Prenez l’absence du fils pour de la traîtrise, poussez-le au suicide ! C’est tout comme.

Posted by on 27/03/2019 10 h 45 min
Tags:
Categories: Débats

Non ! le soldat Karim Wade n’a pas déserté

Je me souviens d’un stratagème noir, élaboré comme tel de manière lugubre, et à seule fin lugubre, puis déroulé habilement par les ennemis-intimes de l’Abbé Augustin Diamacoune Senghor.

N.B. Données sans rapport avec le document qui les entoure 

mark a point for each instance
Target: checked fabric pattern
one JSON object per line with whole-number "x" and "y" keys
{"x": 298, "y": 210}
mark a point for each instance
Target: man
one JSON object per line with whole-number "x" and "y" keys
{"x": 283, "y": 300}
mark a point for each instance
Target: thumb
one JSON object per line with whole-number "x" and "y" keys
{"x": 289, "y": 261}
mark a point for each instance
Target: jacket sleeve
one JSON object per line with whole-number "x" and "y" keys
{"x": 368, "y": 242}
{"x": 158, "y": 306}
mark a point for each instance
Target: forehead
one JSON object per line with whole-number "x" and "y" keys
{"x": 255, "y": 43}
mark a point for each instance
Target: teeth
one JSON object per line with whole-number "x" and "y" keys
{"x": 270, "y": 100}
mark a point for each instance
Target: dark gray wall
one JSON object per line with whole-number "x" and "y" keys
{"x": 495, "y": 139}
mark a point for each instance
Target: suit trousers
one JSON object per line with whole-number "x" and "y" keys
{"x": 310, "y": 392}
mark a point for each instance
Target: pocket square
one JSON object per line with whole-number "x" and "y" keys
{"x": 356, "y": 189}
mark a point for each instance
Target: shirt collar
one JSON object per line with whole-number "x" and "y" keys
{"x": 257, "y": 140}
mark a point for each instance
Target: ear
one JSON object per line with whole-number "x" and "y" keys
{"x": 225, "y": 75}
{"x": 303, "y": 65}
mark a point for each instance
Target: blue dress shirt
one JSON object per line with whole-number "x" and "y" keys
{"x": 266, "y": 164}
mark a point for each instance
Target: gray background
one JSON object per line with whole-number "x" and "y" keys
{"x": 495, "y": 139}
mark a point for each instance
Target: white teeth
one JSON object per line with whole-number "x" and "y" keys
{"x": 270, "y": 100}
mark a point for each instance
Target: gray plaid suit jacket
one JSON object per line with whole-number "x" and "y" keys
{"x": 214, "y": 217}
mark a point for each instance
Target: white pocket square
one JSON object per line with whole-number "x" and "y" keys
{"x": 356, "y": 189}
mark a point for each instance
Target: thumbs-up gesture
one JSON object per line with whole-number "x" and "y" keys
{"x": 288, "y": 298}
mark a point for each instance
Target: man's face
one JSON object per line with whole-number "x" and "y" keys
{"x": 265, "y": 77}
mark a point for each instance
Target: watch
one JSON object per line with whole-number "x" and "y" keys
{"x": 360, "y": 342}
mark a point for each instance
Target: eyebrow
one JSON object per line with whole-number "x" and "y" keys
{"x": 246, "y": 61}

Il me souvient en effet que, jadis, pour en finir avec le secrétaire général du Mouvement des Forces Démocratiques de la Casamance (MFDC), de manière réitérative, l’on a titillé sa fierté et son orgueil, en l’accusant d’être un chef de guerre ayant fui le front et déserté le maquis.

On l’assurait notamment que, s’il voulait être respecté de ses maquisards, il valait mieux pour lui qu’il fût un maquisard parmi eux.

Ces attaques en règle finirent par avoir raison de la raison propre du patron du MFDC. Et à peine était-il arrivé dans le maquis, qu’un obus projeté depuis une position de l’armée, l’ayant fort heureusement manqué de peu, le ramena sans ménagement aucun à la raison ; comme pour lui signifier, ou lui rappeler, sans ménagement donc, que, dans la vie, nul ne saurait être de tous les combats, sous aucun prétexte.

Non ! il n’est donné à personne, mais alors à personne, d’être de tous les combats de la vie.

Sous ce rapport, le combat politique que mène de nos jours le président Abdoulaye Wade, pour autant qu’il soit son dernier combat politique, et peu importe s’il est un jeune-homme de près de 100 ans, est le sien propre ; et il le mène, ce combat politique, pour tous les Sénégalais, son fils Karim Wade bien compris. Donc, pas seulement pour son fils.

N’avions-nous pas dénié au président Abdoulaye Wade, à bon droit, en son temps, le droit d’instituer quelque forme que ce fût de dévolution monarchique du pouvoir ? Alors, pourquoi voudrait-on aujourd’hui cautionner l’élimination du processus de dévolution démocratique du pouvoir, qui plus est par l’arbitraire, de candidats comme, entre autres, Khalifa Sall et Karim Wade ?

Il me souvient, aussi, que Karim Wade était hors du pays, quand Macky Sall a cru devoir lancer la machine judiciaire à ses trousses.Naturellement, Karim Wade pouvait rester là-bas, bien planqué, en France, ou au Qatar, ou dans un autre pays.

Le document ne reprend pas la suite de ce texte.